I can just about see how one could accidentally splutter the oceanic version of the original lexicon, when drunk for example. Or aged two.

But when I hear grown men and women, in casual conversation say 'can you be a bit more Pacific please?' I can't help but cringe and squirm.

I just want to yell: "It is not possible to BE Pacific, considering that the Pacific is A. an ocean (the largest on earth nonetheless), therefore a noun and B. an adjective to describe a person with a peaceful nature, so in the latter sense yes it is possible to be pacific but not in the context in which you are using it!"

However, I fear that this strategy would not be well received, nor fully understood by the dullard who said it in the first place.

2. Veranda/Verdana

I blame Bill Gates for this easy slip-up. For those unobservant word processors out there - the Word font is called Verdana, not Veranda, like the outside porch we all know and love. God knows why, let alone what a Verdana is or means!

3. "At the end of the day".

Raaaarrrgh!!! I literally do not understand why Frank Lampard, and most other Premiership footballers for that matter, can't get through the day without using this beaut as a prefix to every sentence.

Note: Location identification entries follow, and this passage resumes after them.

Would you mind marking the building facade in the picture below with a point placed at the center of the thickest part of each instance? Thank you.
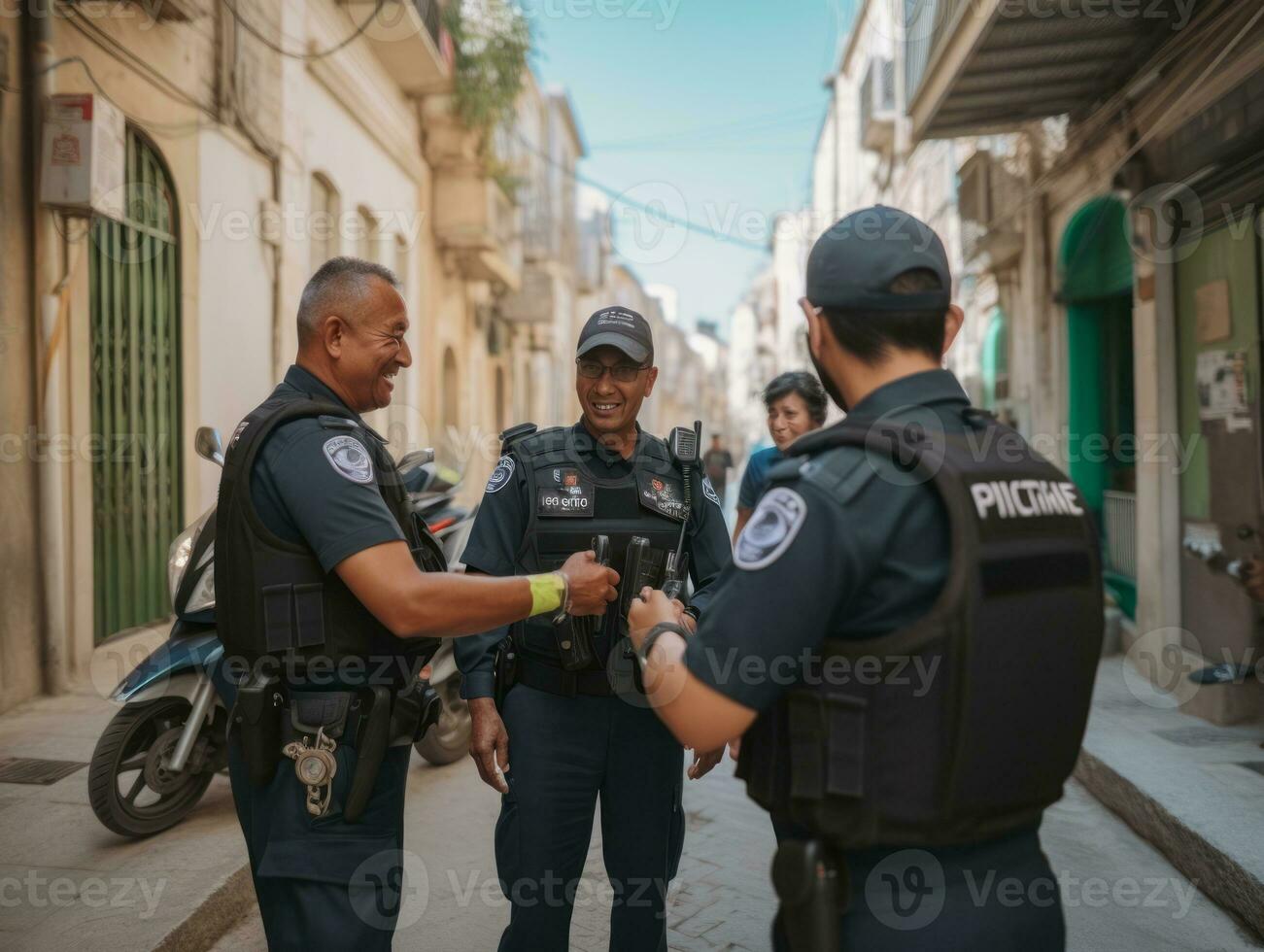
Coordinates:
(1111, 198)
(248, 145)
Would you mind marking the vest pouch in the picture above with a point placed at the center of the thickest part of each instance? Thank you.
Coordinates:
(293, 616)
(427, 552)
(827, 745)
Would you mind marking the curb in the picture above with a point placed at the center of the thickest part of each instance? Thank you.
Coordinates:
(1212, 870)
(214, 917)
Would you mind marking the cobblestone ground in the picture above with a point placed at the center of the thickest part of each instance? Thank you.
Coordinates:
(722, 899)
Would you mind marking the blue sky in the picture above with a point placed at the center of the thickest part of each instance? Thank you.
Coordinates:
(700, 109)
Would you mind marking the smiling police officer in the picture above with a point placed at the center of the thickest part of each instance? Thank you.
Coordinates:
(915, 611)
(330, 599)
(575, 716)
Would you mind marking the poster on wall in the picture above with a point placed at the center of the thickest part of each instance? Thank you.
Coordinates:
(1222, 389)
(1212, 304)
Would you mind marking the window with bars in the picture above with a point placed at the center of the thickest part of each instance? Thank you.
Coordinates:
(135, 394)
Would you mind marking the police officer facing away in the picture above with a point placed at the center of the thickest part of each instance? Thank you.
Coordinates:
(907, 634)
(331, 595)
(570, 707)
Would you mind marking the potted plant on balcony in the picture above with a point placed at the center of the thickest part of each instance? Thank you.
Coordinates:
(492, 41)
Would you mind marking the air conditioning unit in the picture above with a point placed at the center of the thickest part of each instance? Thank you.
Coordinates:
(974, 201)
(877, 105)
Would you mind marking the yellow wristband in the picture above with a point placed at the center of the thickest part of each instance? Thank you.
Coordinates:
(547, 592)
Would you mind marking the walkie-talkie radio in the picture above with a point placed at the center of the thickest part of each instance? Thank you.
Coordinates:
(574, 633)
(684, 445)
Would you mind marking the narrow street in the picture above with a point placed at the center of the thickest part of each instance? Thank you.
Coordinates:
(1119, 893)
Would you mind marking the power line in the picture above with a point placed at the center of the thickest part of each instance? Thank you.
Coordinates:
(320, 53)
(659, 214)
(732, 126)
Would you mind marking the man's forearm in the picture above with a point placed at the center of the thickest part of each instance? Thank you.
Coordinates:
(453, 604)
(698, 714)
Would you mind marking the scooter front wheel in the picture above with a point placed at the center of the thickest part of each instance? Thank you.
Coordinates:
(130, 789)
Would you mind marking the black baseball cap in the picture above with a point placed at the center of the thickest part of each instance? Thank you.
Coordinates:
(617, 327)
(855, 262)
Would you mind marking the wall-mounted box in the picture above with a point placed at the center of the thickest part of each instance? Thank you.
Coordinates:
(85, 147)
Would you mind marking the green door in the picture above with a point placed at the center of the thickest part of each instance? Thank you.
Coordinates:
(134, 280)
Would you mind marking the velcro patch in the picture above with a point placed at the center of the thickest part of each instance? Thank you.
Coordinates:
(772, 527)
(499, 476)
(662, 494)
(709, 492)
(349, 458)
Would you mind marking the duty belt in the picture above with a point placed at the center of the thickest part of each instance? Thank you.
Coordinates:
(553, 679)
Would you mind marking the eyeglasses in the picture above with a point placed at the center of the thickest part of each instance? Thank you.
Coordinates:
(595, 370)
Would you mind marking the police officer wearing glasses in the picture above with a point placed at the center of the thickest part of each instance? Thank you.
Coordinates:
(916, 603)
(562, 700)
(331, 596)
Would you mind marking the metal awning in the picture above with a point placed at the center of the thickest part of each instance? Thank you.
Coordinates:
(985, 66)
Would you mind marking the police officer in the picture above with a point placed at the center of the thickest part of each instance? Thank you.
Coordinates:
(575, 720)
(914, 613)
(330, 599)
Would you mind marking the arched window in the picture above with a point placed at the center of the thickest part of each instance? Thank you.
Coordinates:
(323, 227)
(450, 397)
(135, 391)
(368, 239)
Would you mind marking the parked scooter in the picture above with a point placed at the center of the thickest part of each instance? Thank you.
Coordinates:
(158, 754)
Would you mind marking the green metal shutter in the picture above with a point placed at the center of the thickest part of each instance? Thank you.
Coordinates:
(134, 280)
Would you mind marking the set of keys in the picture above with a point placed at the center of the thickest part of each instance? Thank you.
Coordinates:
(315, 767)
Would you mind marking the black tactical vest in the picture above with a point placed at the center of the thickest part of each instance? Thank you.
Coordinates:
(273, 599)
(864, 753)
(570, 506)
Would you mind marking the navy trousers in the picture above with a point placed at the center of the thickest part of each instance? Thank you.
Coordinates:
(996, 896)
(324, 883)
(566, 755)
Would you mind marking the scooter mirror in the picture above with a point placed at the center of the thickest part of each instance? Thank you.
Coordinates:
(416, 459)
(208, 445)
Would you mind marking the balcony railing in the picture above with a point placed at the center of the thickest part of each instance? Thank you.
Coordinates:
(877, 105)
(1119, 517)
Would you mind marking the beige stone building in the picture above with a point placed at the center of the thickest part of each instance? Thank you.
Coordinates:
(255, 142)
(1115, 208)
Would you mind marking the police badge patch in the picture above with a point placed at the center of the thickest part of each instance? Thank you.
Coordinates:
(709, 492)
(499, 476)
(772, 527)
(349, 458)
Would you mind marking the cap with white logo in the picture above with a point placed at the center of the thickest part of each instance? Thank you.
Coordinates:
(618, 327)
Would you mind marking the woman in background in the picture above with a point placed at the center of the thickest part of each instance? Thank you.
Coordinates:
(797, 403)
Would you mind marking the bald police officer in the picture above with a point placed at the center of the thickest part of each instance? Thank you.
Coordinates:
(575, 725)
(330, 599)
(907, 634)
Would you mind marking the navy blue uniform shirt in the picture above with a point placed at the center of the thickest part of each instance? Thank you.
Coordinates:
(301, 493)
(862, 559)
(502, 520)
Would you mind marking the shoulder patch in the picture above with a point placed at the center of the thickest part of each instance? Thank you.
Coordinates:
(772, 527)
(709, 492)
(349, 458)
(500, 476)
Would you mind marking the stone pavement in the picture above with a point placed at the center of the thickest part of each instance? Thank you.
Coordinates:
(1120, 894)
(1193, 789)
(67, 883)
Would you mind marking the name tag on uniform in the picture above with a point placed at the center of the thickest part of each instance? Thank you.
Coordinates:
(565, 493)
(662, 494)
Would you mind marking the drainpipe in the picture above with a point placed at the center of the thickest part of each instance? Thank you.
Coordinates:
(47, 290)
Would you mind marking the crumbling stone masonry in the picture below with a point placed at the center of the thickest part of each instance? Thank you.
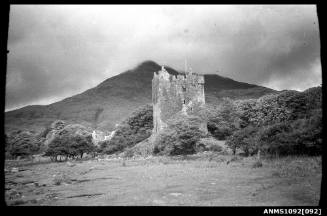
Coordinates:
(173, 94)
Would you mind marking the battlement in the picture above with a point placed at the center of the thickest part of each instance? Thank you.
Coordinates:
(176, 93)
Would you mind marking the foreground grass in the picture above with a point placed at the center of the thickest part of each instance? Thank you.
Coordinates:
(203, 179)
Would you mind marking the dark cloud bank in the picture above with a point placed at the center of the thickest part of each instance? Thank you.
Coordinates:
(58, 51)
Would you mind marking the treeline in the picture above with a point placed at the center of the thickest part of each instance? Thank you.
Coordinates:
(289, 122)
(286, 123)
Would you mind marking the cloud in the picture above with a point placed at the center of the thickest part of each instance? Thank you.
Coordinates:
(60, 50)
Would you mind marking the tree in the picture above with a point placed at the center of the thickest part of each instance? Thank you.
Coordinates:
(131, 131)
(71, 141)
(224, 120)
(244, 139)
(180, 137)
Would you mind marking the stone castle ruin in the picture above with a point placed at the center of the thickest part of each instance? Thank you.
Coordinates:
(176, 94)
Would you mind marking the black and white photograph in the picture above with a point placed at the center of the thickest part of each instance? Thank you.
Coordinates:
(163, 105)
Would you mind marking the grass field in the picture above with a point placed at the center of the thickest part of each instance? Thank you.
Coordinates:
(205, 179)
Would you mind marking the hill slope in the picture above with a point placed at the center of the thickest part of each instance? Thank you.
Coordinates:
(114, 99)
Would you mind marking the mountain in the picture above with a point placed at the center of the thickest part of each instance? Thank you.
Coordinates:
(114, 99)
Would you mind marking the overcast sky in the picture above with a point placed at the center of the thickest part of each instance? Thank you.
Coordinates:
(57, 51)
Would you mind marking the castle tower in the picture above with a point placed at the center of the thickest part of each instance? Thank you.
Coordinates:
(174, 94)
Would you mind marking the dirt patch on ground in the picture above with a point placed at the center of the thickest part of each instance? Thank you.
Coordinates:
(218, 180)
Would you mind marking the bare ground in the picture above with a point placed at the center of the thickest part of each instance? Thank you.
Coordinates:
(201, 181)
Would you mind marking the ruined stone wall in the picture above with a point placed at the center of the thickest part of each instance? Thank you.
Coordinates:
(173, 94)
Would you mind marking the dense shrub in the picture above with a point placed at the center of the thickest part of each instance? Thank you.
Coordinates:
(223, 121)
(131, 131)
(71, 141)
(23, 144)
(70, 146)
(302, 136)
(244, 139)
(180, 136)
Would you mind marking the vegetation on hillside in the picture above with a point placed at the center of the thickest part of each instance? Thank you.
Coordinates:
(131, 131)
(282, 124)
(180, 137)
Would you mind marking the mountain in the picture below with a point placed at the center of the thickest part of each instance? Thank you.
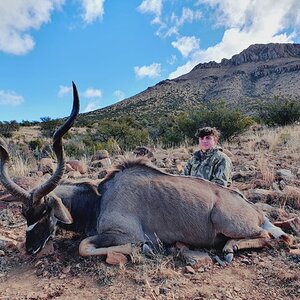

WAG to footballer, upon waking up in the morning: "Would you like your protein shake now dear?"

Footballer to WAG: "At the end of the day, it's a bit early."

WAG to footballer: "So do you want it now or later then?"

Even a non-WAG would be confused!

4. "It's just one thing after another".

No shit Sherlock! It's also one thing before another, depending on how you look at it, bearing in mind that life's events usually happen sequentially, thanks to a certain little thing we rely on called 'time'.